A Large Deformation Diffeomorphic Approach to Registration of CLARITY Images via Mutual Information
This work addresses the challenge of aligning novel CLARITY microscopy data for neuroscience research, but it is incremental as it adapts existing registration techniques to a new imaging modality.
The authors tackled the problem of registering large-scale CLARITY mouse brain images to an annotated atlas by developing a pipeline using a large deformation diffeomorphic approach with mutual information matching, achieving improved registration quality and reduced run time through a cascaded multi-resolution method.
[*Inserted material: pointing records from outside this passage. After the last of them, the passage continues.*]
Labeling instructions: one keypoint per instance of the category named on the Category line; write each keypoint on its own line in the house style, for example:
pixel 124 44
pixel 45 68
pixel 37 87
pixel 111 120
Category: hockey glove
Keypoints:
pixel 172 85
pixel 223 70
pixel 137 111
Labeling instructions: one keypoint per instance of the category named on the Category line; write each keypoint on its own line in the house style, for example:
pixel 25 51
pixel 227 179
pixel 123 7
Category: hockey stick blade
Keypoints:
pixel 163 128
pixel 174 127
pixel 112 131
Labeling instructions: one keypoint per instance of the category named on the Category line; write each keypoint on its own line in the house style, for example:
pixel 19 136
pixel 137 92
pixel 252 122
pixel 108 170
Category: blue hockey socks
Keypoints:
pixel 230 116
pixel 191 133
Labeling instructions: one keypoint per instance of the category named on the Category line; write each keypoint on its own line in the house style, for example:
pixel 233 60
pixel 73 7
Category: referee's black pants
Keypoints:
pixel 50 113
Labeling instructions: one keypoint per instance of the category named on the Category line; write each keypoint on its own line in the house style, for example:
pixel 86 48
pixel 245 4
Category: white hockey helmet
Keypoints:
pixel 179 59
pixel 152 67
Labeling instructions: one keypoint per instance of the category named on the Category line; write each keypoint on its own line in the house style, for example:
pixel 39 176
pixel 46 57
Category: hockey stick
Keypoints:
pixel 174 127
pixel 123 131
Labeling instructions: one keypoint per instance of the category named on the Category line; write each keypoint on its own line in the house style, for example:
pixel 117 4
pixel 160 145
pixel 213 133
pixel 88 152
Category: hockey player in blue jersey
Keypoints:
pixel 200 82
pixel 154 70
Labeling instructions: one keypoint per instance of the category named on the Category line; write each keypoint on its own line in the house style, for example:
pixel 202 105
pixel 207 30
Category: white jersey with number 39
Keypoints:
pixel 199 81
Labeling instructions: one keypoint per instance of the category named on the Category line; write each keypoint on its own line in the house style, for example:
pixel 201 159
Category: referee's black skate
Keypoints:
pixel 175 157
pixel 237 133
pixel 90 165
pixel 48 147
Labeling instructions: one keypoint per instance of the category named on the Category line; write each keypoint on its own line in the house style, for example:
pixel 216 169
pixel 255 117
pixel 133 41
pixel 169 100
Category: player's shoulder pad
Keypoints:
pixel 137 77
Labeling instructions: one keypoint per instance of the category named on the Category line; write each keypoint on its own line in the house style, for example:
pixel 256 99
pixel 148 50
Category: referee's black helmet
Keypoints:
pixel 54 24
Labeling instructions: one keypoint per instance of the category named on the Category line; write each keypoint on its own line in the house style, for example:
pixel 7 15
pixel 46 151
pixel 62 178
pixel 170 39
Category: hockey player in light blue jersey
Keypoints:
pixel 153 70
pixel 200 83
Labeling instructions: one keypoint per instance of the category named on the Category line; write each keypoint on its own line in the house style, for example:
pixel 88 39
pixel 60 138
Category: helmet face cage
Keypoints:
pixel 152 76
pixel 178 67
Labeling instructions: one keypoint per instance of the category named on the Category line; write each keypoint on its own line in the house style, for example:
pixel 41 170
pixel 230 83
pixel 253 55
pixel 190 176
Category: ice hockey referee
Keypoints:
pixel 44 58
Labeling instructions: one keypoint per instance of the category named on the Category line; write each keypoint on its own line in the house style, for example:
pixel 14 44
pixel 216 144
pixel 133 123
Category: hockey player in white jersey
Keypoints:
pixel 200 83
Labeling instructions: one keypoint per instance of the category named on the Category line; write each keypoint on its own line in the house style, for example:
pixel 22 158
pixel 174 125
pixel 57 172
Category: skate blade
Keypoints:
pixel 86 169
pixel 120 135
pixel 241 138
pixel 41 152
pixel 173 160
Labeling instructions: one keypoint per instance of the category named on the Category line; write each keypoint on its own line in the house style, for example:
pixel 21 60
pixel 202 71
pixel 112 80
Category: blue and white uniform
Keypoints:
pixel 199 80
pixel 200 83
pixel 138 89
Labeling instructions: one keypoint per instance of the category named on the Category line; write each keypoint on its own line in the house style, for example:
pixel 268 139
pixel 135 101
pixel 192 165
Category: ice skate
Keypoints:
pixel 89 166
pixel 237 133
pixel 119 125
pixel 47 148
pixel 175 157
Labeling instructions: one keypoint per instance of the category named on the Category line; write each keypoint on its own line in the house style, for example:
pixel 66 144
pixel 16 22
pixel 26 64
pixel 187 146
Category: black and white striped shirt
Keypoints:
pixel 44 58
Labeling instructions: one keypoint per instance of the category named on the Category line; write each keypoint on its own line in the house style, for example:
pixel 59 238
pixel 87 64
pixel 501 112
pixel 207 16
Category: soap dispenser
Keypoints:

CLARITY is a method for converting biological tissues into translucent and porous hydrogel-tissue hybrids. This facilitates interrogation with light sheet microscopy and penetration of molecular probes while avoiding physical slicing. In this work, we develop a pipeline for registering CLARIfied mouse brains to an annotated brain atlas. Due to the novelty of this microscopy technique it is impractical to use absolute intensity values to align these images to existing standard atlases. Thus we adopt a large deformation diffeomorphic approach for registering images via mutual information matching. Furthermore we show how a cascaded multi-resolution approach can improve registration quality while reducing algorithm run time. As acquired image volumes were over a terabyte in size, they were far too large for work on personal computers. Therefore the NeuroData computational infrastructure was deployed for multi-resolution storage and visualization of these images and aligned annotations on the web.